That Butter Sculpture was a needed improvement to last year's "hunk of swiss cheese," featuring all of Ohio's presidents on a Rushmore type ridge. Might I say, this country's fourth best president, Ulysses S. Grant was included. In 2008, the lure of air-brushed Unholy Two shirts and free Zombies shows were not included. No more free shows and consequently no free ironic shows (saw that the Kentucky State Fair has a new-jack swing package for free. Boyz II Men, Guy, Ralph Tresvant!!!). Closest contestant, Melissa Ethridge (for $30, wouldn't go if you paid me though). That's the epitome of Ohio's integrity on a global scale I suppose.
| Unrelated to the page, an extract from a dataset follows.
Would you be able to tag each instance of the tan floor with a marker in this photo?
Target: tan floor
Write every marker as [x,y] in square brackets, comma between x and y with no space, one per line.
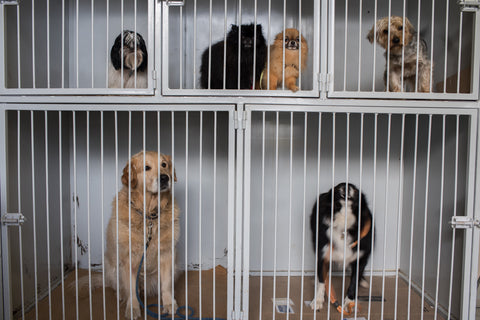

And that inner sanctum? Couldn't be found. I was hoping for the Farmer's Only.com sponsored Swingers Orgy Tent or maybe the place where I could chug a beer in order to enjoy the scenery better. The art that dons the sides of chinky rides is paramount in such a place. Demons and King Diamond, next to Jennifer Lopez and Spongebob. The Cyclotron got a face-lift - and this year they carted in the "World's Smallest Woman," (direct off excommunication from Coney Island) who I coaxed relatives to go see for fifty cents. A bargain for the horror (they'll never go for that again). The carney subculture is alive and well, centimeters from the State Capitol, thriving with seediness -- a place that gets quarantined for smaller and smaller amounts of time each year.

Where else though, could you get a deep-fried-deep-fried pancake-wrapped-sausage-wrapped-twinkie or visit Smokey the Bear for the nth time? He still knows my name?